The result was a spike in the yields (interest rates) on long-term US debt, as the price of bonds fell—the two have an inverse relationship. This reflected an expectation in markets of growing financial turbulence as a result of the upending of all the relationships governing international trade in the post war period.

Usually in such conditions there is a move into the dollar as a “safe haven.” However, in this case the value of the dollar in international currency markets fell, as there was a widespread move to “sell America”—that is, to shift out of US financial assets.

The Trump tariff war has certainly been a major factor in this process but by no means the only one. Of equal concern has been the rise of US debt, now at $36 trillion and the trillions more which are being added because of the “big, beautiful budget” announced by Trump. Interest payments on the debt are running at almost $1 trillion a year and are fast becoming the biggest item in the US budget.

Despite the pause on the reciprocal tariffs announced by Trump on April 9, when he noted that the bond markets were starting to get a little “yippy,” the shift has continued with the tendency of interest rates, especially on long-term debt, moving upwards while the dollar is continuing to fall.

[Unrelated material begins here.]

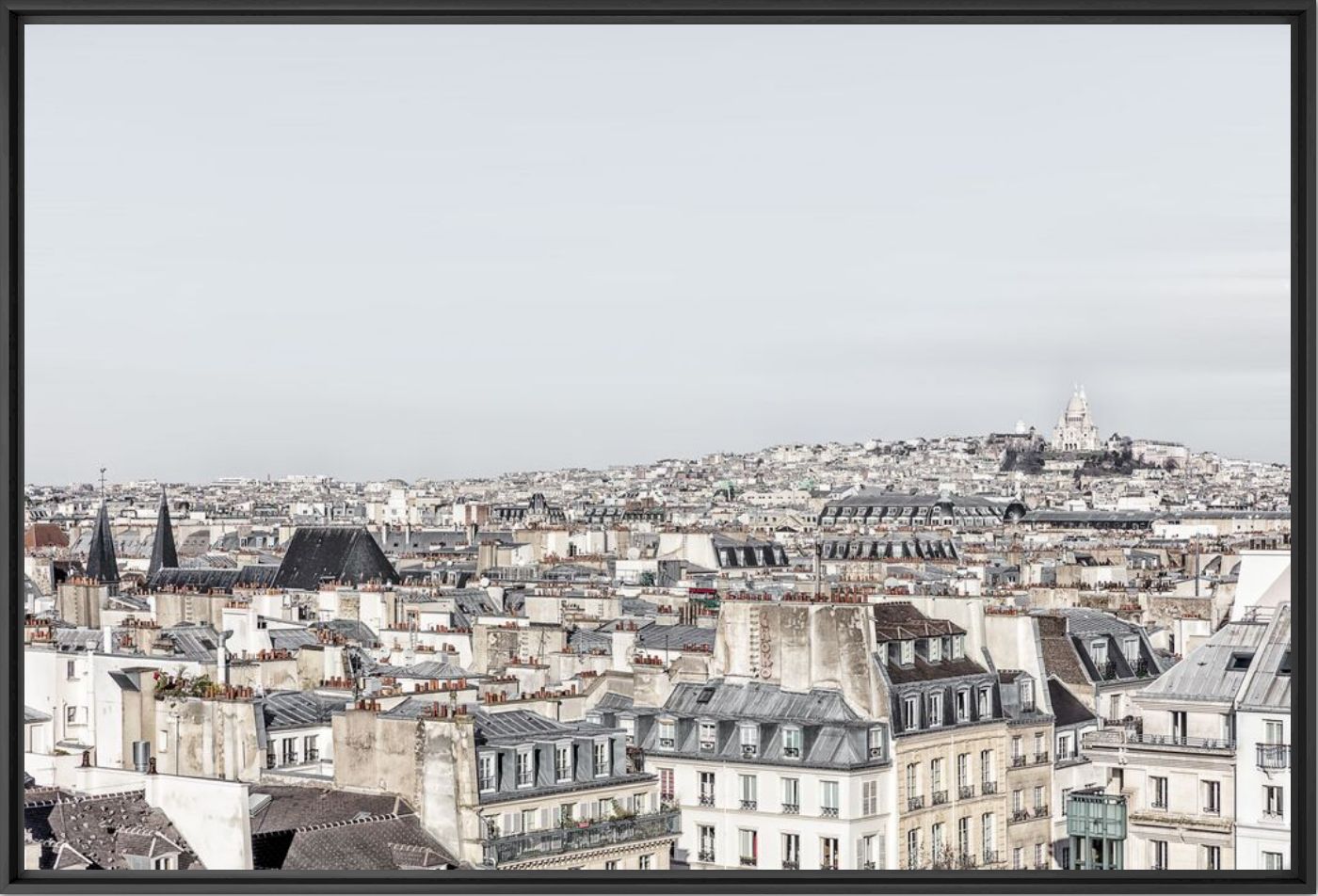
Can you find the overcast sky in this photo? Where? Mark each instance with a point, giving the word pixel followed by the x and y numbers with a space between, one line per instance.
pixel 451 250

Last week the dollar dropped by as much as 1 percent against a basket of currencies of its major trading partners, including the pound and the euro, after Trump announced he would be sending letters to countries facing reciprocal tariffs telling them what the rate would be.

The past two months were supposed to be a period of intense negotiations during which the Trump administration would announce major deals. Nothing had eventuated, with the exception of a minor agreement with the UK. Discussions over weeks with Japan, which is in line for a major hit to its auto industry of tens of billions of dollars, has so far produced no result.

At the same time, the concerns in the financial markets have grown with JPMorgan Chase chief Jamie Dimon warning that the bond market would “crack” at some point.

This brought a response from Treasury Secretary Scott Bessent that the US would “never, never” default on its debt—a statement which recalled the old saying that one should never believe anything until it is officially denied.

In fact, there have been discussions in leading circles about the possibility of converting long-term Treasury debt into perpetual bonds which never repay the principal but only continue to pay interest. In July 2023 the Congressional Research Service published a report examining this possibility.

Such a move, which has been regularly dismissed would be regarded, especially by Japan and China, as a default, has not been officially discussed in leading international financial circles. But it should be recalled that Nixon’s measures on August 15, 1971 were not discussed either. The financial and economic partners and allies of the US found out about it like everyone else when they saw the president on television—just as they found out about reciprocal tariffs.

Whatever official statements are made about the “resilience” of the US financial system and the continuing role of the dollar as the global reserve currency, the fact remains that for the first time since the development of the new financial system after 1971, gold is now in second place as a key reserve asset.